# Cluster Graph Belief Propagation

## About this Notebook

This notebook is a demonstration of the cluster graph belief propagation algorithm, implemented in Python 3.5 **without any libraries for probability calculations** in order to not hide any important information processing. The [pandas library](http://pandas.pydata.org/) is used to generally model a tabular distrubution and additional functions are added to provide computations that are relevant for probability theory.

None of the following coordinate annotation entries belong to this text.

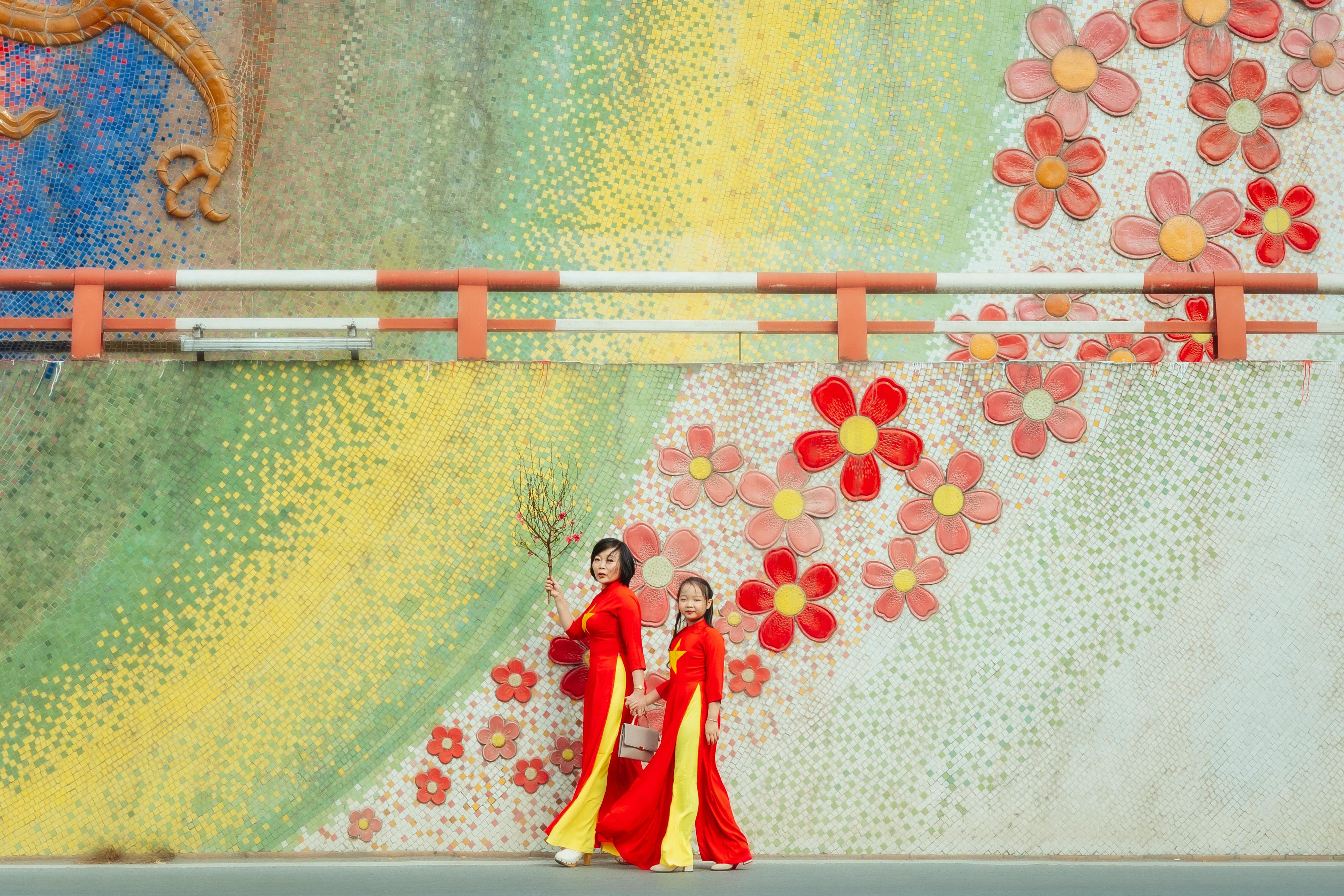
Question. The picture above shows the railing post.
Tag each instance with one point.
(87, 314)
(471, 314)
(853, 316)
(1229, 316)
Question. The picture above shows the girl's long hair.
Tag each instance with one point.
(709, 600)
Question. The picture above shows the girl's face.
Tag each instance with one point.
(607, 566)
(691, 602)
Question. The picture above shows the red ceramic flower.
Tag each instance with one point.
(1207, 27)
(498, 739)
(568, 755)
(791, 508)
(1072, 73)
(1034, 406)
(748, 675)
(1058, 307)
(1275, 221)
(1123, 348)
(733, 624)
(530, 776)
(432, 786)
(1244, 117)
(658, 569)
(789, 598)
(1181, 237)
(988, 347)
(363, 825)
(570, 652)
(1049, 172)
(1319, 52)
(701, 467)
(858, 436)
(515, 683)
(1198, 347)
(445, 743)
(951, 502)
(905, 581)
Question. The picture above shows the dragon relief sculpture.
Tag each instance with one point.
(175, 35)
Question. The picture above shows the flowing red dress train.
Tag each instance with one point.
(681, 788)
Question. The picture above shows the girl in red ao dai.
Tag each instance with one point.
(681, 789)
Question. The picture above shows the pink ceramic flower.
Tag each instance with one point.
(791, 508)
(988, 347)
(1181, 237)
(1057, 307)
(1049, 172)
(1276, 222)
(1244, 117)
(951, 502)
(1207, 27)
(1319, 52)
(733, 624)
(1033, 405)
(905, 581)
(658, 570)
(1072, 73)
(701, 468)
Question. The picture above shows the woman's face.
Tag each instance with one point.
(607, 566)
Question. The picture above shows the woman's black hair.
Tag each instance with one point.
(624, 553)
(709, 600)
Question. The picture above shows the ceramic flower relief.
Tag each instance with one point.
(1050, 171)
(1319, 52)
(1207, 27)
(1057, 307)
(748, 675)
(1034, 406)
(1123, 348)
(568, 755)
(1276, 221)
(515, 683)
(530, 774)
(905, 581)
(570, 652)
(1198, 347)
(498, 738)
(363, 825)
(791, 600)
(988, 347)
(859, 436)
(1244, 115)
(1072, 73)
(432, 786)
(1179, 240)
(733, 624)
(658, 569)
(791, 508)
(445, 743)
(951, 502)
(701, 467)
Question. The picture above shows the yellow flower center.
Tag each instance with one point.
(858, 434)
(983, 347)
(1277, 221)
(948, 500)
(789, 600)
(788, 504)
(1074, 69)
(1206, 13)
(1182, 238)
(1052, 172)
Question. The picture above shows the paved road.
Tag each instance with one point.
(772, 878)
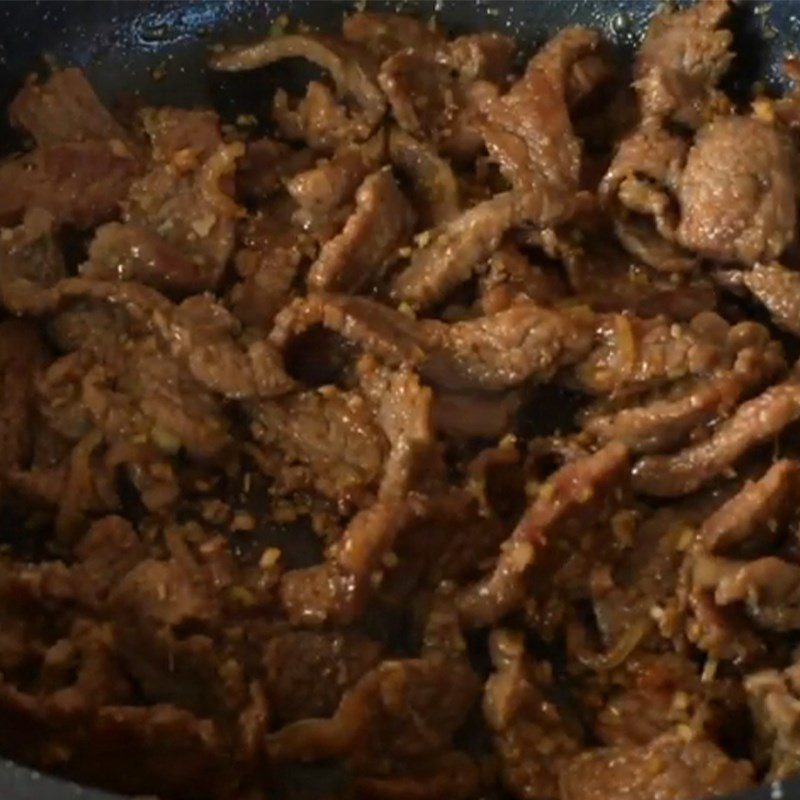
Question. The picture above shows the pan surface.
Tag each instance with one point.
(158, 50)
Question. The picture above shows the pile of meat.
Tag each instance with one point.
(441, 444)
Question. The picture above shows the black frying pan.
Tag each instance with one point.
(122, 43)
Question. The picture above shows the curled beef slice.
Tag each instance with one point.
(681, 61)
(670, 768)
(502, 350)
(377, 329)
(327, 440)
(768, 588)
(580, 492)
(385, 34)
(338, 589)
(180, 217)
(64, 108)
(753, 423)
(79, 183)
(774, 700)
(329, 184)
(669, 421)
(529, 134)
(404, 709)
(531, 737)
(351, 68)
(307, 672)
(749, 521)
(737, 193)
(433, 182)
(633, 354)
(383, 220)
(458, 247)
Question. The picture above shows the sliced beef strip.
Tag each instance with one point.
(79, 183)
(351, 68)
(681, 61)
(385, 34)
(668, 422)
(180, 217)
(308, 672)
(64, 108)
(579, 492)
(774, 699)
(457, 248)
(323, 189)
(529, 134)
(266, 164)
(433, 183)
(635, 354)
(382, 222)
(749, 522)
(327, 439)
(670, 768)
(737, 193)
(379, 330)
(502, 350)
(753, 423)
(768, 588)
(402, 709)
(532, 737)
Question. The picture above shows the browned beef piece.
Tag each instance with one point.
(64, 108)
(532, 737)
(266, 164)
(79, 183)
(737, 193)
(185, 199)
(352, 69)
(324, 439)
(406, 709)
(457, 248)
(778, 289)
(668, 422)
(384, 34)
(273, 251)
(382, 222)
(768, 588)
(338, 589)
(671, 768)
(308, 672)
(511, 277)
(529, 134)
(753, 423)
(502, 350)
(405, 414)
(774, 699)
(22, 358)
(680, 63)
(579, 493)
(636, 354)
(433, 183)
(749, 522)
(323, 189)
(379, 330)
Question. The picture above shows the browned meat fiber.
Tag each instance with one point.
(327, 426)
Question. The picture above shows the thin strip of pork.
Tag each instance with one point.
(504, 349)
(383, 221)
(750, 520)
(755, 422)
(579, 492)
(458, 247)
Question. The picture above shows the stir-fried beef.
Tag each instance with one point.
(296, 415)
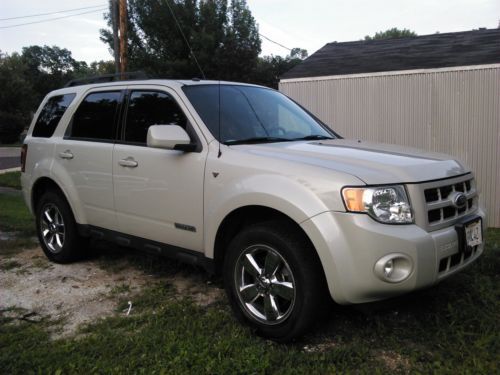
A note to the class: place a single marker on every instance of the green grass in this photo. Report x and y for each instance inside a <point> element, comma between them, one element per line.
<point>17,223</point>
<point>11,179</point>
<point>451,328</point>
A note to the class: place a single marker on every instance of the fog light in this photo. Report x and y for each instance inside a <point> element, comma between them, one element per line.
<point>394,268</point>
<point>388,268</point>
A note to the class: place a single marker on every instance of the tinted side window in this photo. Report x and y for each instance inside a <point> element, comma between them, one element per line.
<point>50,115</point>
<point>148,108</point>
<point>95,117</point>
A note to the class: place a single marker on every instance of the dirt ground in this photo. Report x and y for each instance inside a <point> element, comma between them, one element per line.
<point>33,288</point>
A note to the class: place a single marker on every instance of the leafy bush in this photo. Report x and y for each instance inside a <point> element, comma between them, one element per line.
<point>11,126</point>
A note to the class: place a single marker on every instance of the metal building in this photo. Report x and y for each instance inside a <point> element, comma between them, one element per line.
<point>439,92</point>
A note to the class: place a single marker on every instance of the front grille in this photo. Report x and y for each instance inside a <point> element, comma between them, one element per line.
<point>439,200</point>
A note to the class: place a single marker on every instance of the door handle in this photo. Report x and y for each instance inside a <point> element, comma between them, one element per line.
<point>66,155</point>
<point>128,162</point>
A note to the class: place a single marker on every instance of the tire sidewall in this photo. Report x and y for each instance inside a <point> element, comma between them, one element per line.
<point>291,248</point>
<point>71,247</point>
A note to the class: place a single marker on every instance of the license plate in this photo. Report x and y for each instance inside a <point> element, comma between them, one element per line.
<point>473,233</point>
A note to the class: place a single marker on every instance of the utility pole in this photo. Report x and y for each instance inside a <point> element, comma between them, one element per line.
<point>116,43</point>
<point>123,37</point>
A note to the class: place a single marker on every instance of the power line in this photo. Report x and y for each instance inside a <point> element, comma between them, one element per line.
<point>185,39</point>
<point>46,14</point>
<point>53,19</point>
<point>272,41</point>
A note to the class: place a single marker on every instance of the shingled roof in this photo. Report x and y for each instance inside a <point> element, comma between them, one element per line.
<point>422,52</point>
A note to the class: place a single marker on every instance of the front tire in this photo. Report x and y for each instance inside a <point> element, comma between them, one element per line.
<point>57,230</point>
<point>274,280</point>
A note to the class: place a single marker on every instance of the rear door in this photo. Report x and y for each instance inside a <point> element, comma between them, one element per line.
<point>86,154</point>
<point>158,192</point>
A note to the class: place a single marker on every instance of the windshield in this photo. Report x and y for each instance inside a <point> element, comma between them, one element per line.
<point>253,115</point>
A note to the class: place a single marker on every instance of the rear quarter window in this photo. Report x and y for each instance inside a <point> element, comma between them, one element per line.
<point>51,114</point>
<point>95,117</point>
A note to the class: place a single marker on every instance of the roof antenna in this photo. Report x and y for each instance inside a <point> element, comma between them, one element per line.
<point>220,135</point>
<point>185,39</point>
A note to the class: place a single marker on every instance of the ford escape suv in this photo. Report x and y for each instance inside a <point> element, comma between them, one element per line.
<point>243,181</point>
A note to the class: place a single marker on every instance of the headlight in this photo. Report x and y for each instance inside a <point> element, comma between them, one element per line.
<point>387,204</point>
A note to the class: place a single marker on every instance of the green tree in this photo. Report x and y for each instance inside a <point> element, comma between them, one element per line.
<point>392,33</point>
<point>16,97</point>
<point>50,68</point>
<point>223,36</point>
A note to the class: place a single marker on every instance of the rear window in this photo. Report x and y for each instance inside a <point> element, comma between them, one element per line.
<point>95,117</point>
<point>51,114</point>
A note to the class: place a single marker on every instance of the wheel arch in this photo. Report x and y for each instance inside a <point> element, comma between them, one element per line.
<point>243,216</point>
<point>44,184</point>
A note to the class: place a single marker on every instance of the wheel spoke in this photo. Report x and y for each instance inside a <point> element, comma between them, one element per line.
<point>272,263</point>
<point>251,266</point>
<point>283,289</point>
<point>59,240</point>
<point>47,216</point>
<point>249,293</point>
<point>270,307</point>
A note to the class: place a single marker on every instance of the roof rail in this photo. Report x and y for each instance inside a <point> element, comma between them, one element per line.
<point>125,76</point>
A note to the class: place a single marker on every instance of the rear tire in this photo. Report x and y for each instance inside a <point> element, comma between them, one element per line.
<point>57,230</point>
<point>274,280</point>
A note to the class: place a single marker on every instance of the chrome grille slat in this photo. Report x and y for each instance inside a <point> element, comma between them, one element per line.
<point>434,208</point>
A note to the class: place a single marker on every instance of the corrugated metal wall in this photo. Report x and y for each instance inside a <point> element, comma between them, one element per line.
<point>454,111</point>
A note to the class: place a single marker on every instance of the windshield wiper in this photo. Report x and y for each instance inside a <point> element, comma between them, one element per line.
<point>255,140</point>
<point>312,138</point>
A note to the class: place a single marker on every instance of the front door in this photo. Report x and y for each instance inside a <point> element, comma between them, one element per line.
<point>158,193</point>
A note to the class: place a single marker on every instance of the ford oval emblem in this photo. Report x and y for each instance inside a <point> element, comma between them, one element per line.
<point>460,200</point>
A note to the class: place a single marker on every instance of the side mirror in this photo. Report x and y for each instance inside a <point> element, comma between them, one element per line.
<point>170,137</point>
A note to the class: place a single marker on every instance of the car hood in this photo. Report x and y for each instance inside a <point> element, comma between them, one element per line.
<point>373,163</point>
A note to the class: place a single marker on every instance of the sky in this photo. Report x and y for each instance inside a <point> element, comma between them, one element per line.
<point>291,23</point>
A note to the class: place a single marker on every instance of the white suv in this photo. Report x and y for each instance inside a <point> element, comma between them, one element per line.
<point>243,181</point>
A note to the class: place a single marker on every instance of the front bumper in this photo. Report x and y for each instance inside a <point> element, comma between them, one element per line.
<point>349,246</point>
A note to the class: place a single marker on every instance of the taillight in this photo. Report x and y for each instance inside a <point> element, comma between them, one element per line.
<point>24,153</point>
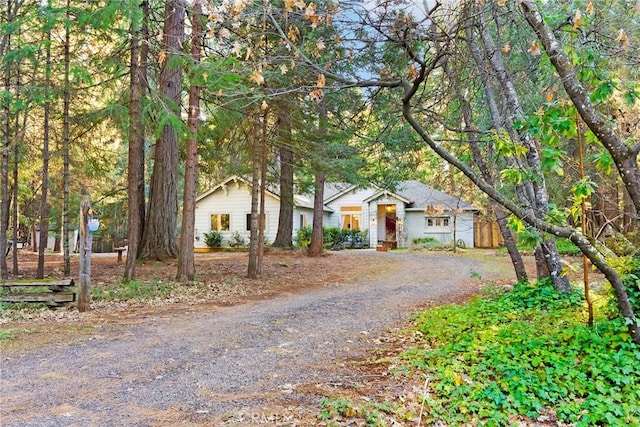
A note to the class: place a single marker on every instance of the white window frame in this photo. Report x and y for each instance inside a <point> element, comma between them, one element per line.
<point>219,222</point>
<point>437,223</point>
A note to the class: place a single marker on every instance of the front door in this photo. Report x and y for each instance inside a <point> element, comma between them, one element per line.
<point>388,221</point>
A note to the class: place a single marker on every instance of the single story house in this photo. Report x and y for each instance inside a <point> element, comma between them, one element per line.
<point>393,218</point>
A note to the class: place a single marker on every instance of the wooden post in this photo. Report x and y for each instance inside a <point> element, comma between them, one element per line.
<point>86,241</point>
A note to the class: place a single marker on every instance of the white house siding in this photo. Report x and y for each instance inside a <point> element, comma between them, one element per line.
<point>416,228</point>
<point>377,231</point>
<point>237,203</point>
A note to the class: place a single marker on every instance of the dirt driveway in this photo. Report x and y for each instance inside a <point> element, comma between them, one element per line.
<point>257,361</point>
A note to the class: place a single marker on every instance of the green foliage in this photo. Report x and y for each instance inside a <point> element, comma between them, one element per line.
<point>629,269</point>
<point>213,239</point>
<point>132,290</point>
<point>333,237</point>
<point>566,247</point>
<point>524,353</point>
<point>336,410</point>
<point>303,237</point>
<point>7,334</point>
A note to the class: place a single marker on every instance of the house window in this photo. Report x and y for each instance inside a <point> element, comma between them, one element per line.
<point>436,222</point>
<point>220,222</point>
<point>350,217</point>
<point>264,222</point>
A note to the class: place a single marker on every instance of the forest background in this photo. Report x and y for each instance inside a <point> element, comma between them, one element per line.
<point>140,105</point>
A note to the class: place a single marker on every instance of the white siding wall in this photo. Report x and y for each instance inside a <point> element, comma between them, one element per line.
<point>415,227</point>
<point>352,198</point>
<point>237,203</point>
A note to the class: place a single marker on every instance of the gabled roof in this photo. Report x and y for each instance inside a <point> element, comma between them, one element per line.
<point>386,193</point>
<point>334,190</point>
<point>223,185</point>
<point>423,196</point>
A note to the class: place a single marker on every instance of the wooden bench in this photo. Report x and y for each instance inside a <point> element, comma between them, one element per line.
<point>56,292</point>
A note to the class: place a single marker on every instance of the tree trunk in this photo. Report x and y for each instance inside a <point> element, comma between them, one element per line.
<point>66,144</point>
<point>316,247</point>
<point>470,131</point>
<point>624,305</point>
<point>15,222</point>
<point>252,269</point>
<point>159,238</point>
<point>285,219</point>
<point>262,217</point>
<point>135,177</point>
<point>535,192</point>
<point>186,262</point>
<point>624,157</point>
<point>84,268</point>
<point>44,208</point>
<point>4,165</point>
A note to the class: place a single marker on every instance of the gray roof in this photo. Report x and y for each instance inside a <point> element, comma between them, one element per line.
<point>422,196</point>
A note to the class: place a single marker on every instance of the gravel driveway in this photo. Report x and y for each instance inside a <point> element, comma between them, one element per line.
<point>250,364</point>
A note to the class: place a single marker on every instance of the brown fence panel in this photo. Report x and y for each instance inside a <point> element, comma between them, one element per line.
<point>488,235</point>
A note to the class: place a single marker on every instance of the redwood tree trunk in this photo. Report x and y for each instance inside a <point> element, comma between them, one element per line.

The programming here was done without specifying any classes. It rather relies on python's basic functional programming abilities in order to emphasize the data transformations that are going on in the algorithm. Thus this notebook does not provide a library in any way, but rather a tutorial on how Cluster Graph Belief Propagation works in practice and how it could be implemented with basic python code.

Since we will need to call *reduce()* a couple of times for the functional approach and this is not included anymore by default in Python 3.5, we import it again.

In [15]:
from functools import reduce

## Modeling Factors

The easiest way to represent factors for this example is as distribution tables over a set of variables. The values do not have to correspond to probabilities, since the algorithm works also for markov random fields. Below is an example of how such a table over the variables A and B could look like.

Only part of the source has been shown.